Figure 1 – The tool uses farm and herd data to create a simulated model of the herd on each farm to be able to create a range of different outputs.
Source: Ferguson (2023).
One of the latest added features to the tool is the sustainability component. The tool allows to evaluate how feed efficiency, economic viability, and sustainability are connected on the pig farm. The service tool offers an enhanced life cycle analysis (LCA), that allows sustainability metrics to be combined with production, nutrition, and shipping practices.
The LCA predictions meet the ISO standards for determining a facility’s environmental footprint using the Global Feed LCA Institute (GFLI) Agri-footprint and Ecoinvent data, and Intergovernmental Panel on Climate Change (IPCC) Tier 2 emissions. The use of 3rd party sustainability software is in alignment with global sustainability standards rather than operating in a standalone fashion.
Additionally, the tool can provide predictions to improve a diet’s environmental footprint by limiting nutrient waste and environmental contamination. A more precise diet results in fewer wasted nutrients, less greenhouse gas emissions, and a reduced environmental footprint. When pigs are able to use more of the nutrition in their diet, fewer wasted elements like nitrogen and phosphorous are excreted into the environment.

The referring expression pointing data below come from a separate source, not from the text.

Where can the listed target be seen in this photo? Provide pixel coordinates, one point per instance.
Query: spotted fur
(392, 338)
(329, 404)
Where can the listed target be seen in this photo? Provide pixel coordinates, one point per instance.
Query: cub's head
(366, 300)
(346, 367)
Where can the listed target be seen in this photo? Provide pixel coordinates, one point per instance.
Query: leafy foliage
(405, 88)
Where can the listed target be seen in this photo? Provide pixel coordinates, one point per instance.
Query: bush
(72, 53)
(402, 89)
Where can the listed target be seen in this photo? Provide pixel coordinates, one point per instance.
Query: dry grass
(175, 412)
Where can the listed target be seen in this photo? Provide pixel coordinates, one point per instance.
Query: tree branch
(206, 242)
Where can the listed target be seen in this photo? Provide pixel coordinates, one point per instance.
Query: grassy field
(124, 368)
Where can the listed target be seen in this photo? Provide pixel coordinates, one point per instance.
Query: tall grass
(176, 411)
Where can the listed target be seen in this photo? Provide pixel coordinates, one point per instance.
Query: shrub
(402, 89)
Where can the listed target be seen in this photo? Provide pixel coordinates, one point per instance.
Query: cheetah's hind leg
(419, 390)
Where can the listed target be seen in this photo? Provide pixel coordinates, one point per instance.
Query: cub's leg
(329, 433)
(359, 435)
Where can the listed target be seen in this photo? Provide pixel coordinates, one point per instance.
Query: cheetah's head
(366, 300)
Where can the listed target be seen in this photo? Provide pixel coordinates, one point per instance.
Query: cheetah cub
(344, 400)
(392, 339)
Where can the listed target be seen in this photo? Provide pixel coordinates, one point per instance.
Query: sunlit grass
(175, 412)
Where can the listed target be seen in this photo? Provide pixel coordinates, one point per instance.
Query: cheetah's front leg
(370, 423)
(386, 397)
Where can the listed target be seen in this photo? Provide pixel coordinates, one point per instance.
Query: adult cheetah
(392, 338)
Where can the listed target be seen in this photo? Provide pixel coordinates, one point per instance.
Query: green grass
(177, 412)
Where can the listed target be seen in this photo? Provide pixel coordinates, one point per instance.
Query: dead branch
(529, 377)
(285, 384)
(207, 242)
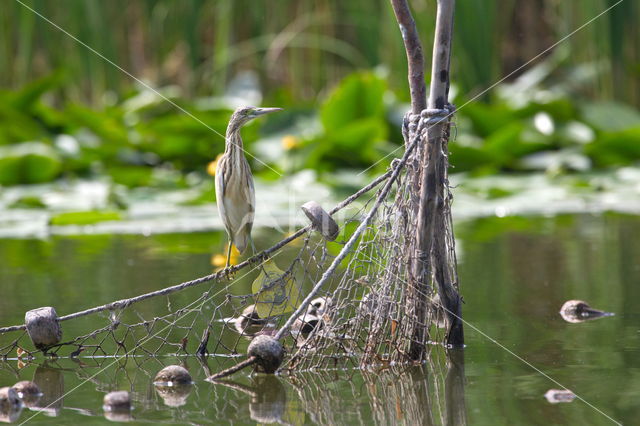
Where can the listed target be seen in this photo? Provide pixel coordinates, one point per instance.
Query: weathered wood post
(434, 260)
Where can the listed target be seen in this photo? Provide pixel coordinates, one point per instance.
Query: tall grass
(301, 47)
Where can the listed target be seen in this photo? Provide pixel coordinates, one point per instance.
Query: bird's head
(245, 114)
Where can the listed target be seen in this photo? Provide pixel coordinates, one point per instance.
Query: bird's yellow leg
(229, 255)
(253, 247)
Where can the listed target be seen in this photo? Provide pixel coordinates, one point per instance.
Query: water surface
(515, 274)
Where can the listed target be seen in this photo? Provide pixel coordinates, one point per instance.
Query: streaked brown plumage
(235, 192)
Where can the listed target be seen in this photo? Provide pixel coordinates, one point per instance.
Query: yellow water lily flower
(212, 166)
(219, 260)
(276, 293)
(290, 142)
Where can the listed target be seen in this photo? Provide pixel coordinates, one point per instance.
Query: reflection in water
(51, 383)
(516, 273)
(426, 395)
(268, 400)
(174, 396)
(10, 405)
(576, 311)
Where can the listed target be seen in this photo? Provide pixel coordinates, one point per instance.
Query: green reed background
(302, 47)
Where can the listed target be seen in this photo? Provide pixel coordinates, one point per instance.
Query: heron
(235, 193)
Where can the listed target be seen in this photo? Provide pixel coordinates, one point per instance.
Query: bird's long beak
(262, 111)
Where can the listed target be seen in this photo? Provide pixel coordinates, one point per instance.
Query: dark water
(515, 275)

Raising a uniform herd starts with management practices during the nursery phase and calls for a balance between input costs, price paid, and meat quality. While an all-in, all-out method to pig raising is often used as a disease prevention protocol, the practice also can mean sending pigs to market with very different weights – some pigs may stall at 80 kg while their herd mates reach 120 kg. To address this disparity, producers may adopt a slow, middle, and fast growth system to identify batches of pigs to send for processing. However, this practice tends to be managed by “eye” and trial and error, so it can be slow and inefficient. The tool can evaluate information about pigs in the herd, diet, and slaughterhouse results to evaluate strategies and suggest a method with the potential for a better economic return. It also can support cost savings by optimising diet ingredients and suggesting changes to marketing and management practices.
It has been said that change begets change; and any change in one aspect of pig production will affect other aspects of the business. By accounting for a range of variables including animal genetics, barn conditions, animal health, feed, shipping, and energy use, the tool leverages real-world data to predict how changes will influence both herd performance and the bottom line.
By optimising the use of feed ingredients and/or feed additives, swine producers can not only save costs, but also produce stronger and healthier animals, and be more equipped to deal with regulatory changes volatile market conditions, antibiotic reduction programmes, sustainability goals, and more.
Proper training is key to getting the most out of any tool on the farm. With this in mind, Trouw Nutrition offers comprehensive training to help swine professionals secure the most value from the tool’s predictive capabilities. The advanced training support is especially beneficial for large swine integrators with in-house technical teams and feed production capabilities. Additionally, the tool can be integrated with a special software tool to inform least cost formulation.